You can watch the progress in our CloudConnect console.

Now generate the etl.

bam generate

This works the same as with downloaders but its default target is clover-project

bam run clover-project --email [email protected]

After it is finished log in to gooddata go into your project and celebrate. You just did project using BAM.

When Things go wrong

We tried our best to this experience be a smooth one but sometimes things go bad. Here are some typical problems that can occur.

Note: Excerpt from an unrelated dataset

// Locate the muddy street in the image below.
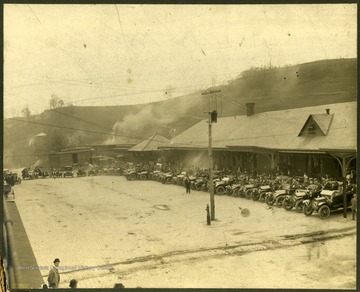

Field is inaccessible in SF

In the log there should be something like

Worker task failed: Missing mandatory fields

This means that some of your fields are either not accessible or not in your SF project. You can check several things

  • first make sure that you can actually connect to sf. For this run bam sf_validate_connection
  • If that is correct. Use bam taps_validate to identify fields that are inaccessible. It will mark in red those that are not there orange will be those that are not there but are marked as not mandatory in taps.

Next steps

Ok so by now you hopefully have your project up and running. Before we dive into modifications you have to understand key concepts tha BAM builds on. Once you are comfortable with those we will get back with.

Taps

Taps are sources of data. Right now you can use just salesforce tap.

Common properties

Every tap has the source and an id. Source tells it where to go to grab data. DB, CSV, SalesForce. Depending on the type the definition might be different. Id is a field that holds a name with which you can reference particular tap. Obviously it needs to be unique.

Salesforce

This is a tap that connects to SalesForce using credentials mentioned in params.json. Object tells the downlooader which SF onject to grab.

{
   "source" : "salesforce"
  ,"object" : "User"
  ,"id"     : "user"
  ,"fields" : [
    {
      "name" : "Id"
    },
    {
      "name" : "FirstName"
    },
    {
      "name" : "LastName"
    },
    {
      "name" : "Region"
    },
    {
      "name" : "Department"
    }
  ]
}

Limit

Sometimes it is useful to limit number of grabbed values for example for testing purposes.

{
   "source" : "salesforce"
  ,"object" : "User"
  ,"id"     : "user"
  ,"fields" : [
    {
      "name" : "Id"
    }
    .
    .
    .
  ]
  ,"limit": 100
}

Acts as

Sometime it is needed to use one field several times in a source of data or you want to "call" certain field differently because the ETL relies on particular name. Both cases are handled using acts_as

{
   "source" : "salesforce"
  ,"object" : "User"
  ,"id"     : "user"
  ,"fields" : [
    {
      "name" : "Id", "acts_as" : ["Id", "Name"]
    },
    {
      "name" : "Custom_Amount__c", "acts_as" : ["RenamedAmount"]
    }
  ]
}

Id will be routed to both Id and Name. Custom_Amount__c will be called RenamedAmount.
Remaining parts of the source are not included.